Holding the pink-tinted lovely hands of Sita, the beacon for all womanhood, and to the relief of Devas from all their travails, Sri Rama bathed in the holy Ganga.
Ganga’s holiness derives from Brahma washing the foot of Thrivikrama reaching the heavens (while scaling the second foot of space granted to Him by Maha Bali), with the water from his Kamandala (water receptacle); which flow became – according to Vishnu Purana – the holy river of Ganga.
As he bathed in the Ganga with his matted hair, Kamban sees in Rama, an image of Lord Shiva who has matted hair as well and wears Ganga in that hair-lock.
As Sita bathes, Ganga shed the frangrance she carried from the various floral crowns of Lord Shiva - எருக்கம் பூ = crown flower (Calotropis gigantean) and கொன்றை = cassia fistula (endemic in the “mullai” (forest) land of the Thamizh land division) – and acquired, instead, the intoxicating fragrance from the lustrous hair of Sita.
Sita bathing in the Ganges brought back (for Kamban) the scene of Sri Maha Lakshmi rising from the churn of Thirupparkadal.
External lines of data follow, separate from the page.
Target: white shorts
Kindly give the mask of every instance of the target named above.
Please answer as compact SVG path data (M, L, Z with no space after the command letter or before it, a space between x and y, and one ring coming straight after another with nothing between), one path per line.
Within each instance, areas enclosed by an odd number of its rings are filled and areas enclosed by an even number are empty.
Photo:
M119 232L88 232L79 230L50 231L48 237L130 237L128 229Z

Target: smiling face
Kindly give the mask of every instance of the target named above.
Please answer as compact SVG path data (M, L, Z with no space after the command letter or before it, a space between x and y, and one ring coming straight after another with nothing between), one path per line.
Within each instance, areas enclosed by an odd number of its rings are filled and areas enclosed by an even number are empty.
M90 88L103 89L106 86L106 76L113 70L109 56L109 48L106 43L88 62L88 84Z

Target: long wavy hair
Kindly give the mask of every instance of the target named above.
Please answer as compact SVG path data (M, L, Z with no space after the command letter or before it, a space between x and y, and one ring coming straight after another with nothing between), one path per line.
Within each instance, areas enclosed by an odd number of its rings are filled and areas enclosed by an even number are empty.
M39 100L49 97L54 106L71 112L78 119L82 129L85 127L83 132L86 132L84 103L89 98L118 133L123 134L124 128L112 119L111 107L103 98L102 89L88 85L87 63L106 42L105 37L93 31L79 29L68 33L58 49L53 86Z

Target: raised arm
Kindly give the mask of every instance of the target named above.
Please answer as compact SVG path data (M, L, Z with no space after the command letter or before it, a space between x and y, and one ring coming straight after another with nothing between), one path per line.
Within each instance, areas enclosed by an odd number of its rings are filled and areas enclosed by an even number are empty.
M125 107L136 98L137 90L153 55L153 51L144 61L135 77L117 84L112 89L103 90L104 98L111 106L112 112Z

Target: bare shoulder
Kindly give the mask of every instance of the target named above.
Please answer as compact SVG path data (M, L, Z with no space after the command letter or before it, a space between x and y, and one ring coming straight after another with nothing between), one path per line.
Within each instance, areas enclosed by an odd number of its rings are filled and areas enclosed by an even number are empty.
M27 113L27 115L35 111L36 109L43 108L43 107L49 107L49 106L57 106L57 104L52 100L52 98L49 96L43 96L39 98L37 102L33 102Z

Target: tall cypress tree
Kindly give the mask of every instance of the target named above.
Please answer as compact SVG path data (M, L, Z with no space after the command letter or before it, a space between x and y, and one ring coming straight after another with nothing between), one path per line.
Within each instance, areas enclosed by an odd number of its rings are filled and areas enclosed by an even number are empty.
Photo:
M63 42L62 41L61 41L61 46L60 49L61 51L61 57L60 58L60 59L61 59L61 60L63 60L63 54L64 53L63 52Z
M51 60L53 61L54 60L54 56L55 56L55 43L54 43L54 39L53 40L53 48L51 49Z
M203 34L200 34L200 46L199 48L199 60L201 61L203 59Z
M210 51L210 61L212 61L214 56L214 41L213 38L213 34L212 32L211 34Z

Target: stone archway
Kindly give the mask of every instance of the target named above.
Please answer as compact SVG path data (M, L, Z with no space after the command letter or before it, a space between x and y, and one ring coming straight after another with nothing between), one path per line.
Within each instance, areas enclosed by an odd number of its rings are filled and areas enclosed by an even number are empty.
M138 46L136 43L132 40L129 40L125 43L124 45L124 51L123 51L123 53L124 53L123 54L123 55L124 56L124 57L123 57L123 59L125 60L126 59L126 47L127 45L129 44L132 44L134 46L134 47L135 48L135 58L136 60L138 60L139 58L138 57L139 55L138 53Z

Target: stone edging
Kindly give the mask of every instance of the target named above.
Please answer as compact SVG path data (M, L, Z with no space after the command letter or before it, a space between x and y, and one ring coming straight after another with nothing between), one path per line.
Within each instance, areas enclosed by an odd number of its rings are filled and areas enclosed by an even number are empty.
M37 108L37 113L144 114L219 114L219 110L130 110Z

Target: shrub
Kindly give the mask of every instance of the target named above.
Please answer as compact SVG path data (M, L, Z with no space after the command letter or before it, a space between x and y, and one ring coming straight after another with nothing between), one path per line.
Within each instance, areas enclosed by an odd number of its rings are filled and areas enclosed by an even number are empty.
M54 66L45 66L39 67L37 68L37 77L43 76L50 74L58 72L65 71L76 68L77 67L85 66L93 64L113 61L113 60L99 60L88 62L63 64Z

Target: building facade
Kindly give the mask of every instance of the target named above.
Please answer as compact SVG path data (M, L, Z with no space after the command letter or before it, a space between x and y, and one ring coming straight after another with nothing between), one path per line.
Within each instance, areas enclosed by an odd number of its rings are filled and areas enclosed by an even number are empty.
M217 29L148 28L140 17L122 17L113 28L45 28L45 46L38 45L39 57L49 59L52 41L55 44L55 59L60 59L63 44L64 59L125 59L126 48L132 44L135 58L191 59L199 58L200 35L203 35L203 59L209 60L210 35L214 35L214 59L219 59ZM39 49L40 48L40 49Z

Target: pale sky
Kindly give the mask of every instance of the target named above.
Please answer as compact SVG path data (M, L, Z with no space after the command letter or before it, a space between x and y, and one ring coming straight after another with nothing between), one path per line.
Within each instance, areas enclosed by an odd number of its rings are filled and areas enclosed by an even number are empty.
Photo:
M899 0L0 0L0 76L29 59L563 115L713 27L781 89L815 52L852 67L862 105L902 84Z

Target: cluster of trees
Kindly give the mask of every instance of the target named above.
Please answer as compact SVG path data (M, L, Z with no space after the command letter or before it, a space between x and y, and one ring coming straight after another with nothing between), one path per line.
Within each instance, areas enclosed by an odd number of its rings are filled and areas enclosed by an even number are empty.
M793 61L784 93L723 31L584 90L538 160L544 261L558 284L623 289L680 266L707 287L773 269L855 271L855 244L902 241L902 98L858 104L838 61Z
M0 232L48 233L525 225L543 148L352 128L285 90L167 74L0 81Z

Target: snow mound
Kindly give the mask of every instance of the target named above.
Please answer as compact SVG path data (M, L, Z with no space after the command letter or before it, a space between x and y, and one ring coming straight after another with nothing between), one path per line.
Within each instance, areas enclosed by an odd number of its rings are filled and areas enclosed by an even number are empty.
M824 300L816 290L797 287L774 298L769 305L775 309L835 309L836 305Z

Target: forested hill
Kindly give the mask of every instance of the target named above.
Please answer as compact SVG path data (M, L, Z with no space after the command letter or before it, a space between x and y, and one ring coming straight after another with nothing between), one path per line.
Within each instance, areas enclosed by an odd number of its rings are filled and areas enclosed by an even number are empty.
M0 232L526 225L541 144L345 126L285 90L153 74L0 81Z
வால் நிற வெள்ளத்து, முழுகித் தோன்றுகின்றாள், முதல் பாற்கடல் -
அழுவத்து அன்று எழுவாள் என
Here is another of Kamban’s riveting allegory:
Ganga of yore had been blessed only to wash the lotus feet of Sri Maha Vishnu. Today, she caresses His whole Self. Would this world, washed by this exceptionally sanctified Ganga, encounter hell-like despair at all henceforward?
ஐயன் மேனி எலாம் அளைந்தாள், இனி,
வையம் மா நரகத்திடை வைகுமே?
The three of them, after bathing in the Ganga and oblations, accept the hospitality of the sages and partake of the love-filled food offered by them.
Kamban presents Guha, the chieftain lording over the banks of the Ganga, in eight riveting verses. Let us pick just one:
ஊற்றமே மிக ஊனொடு மீன் நுகர்
நாற்றம் மேய நகை இல் முகத்தினான்,
சீற்றம் இன்றியும் தீ எழ நோக்குவான்,
கூற்றம் அஞ்சக் குமுறும் குரலினான்.
Guha, thriving on meat and fish and carrying along with him that odour, with a smile-less face, with eyes that spit fire even when not angry, with a voice whose rumbles that made even the God of Death tremble.
Guha approaches the place where Rama, Sita and Lakshmana had arrived. He announces himself to Lakshmana. ‘தேவா! நின் கழல் சேவிக்க வந்தனென் நாவாய் வேட்டுவன் நாய் அடியேன்” I am a tribal who runs the boat service here; I have come to pay obeisance at your feet.”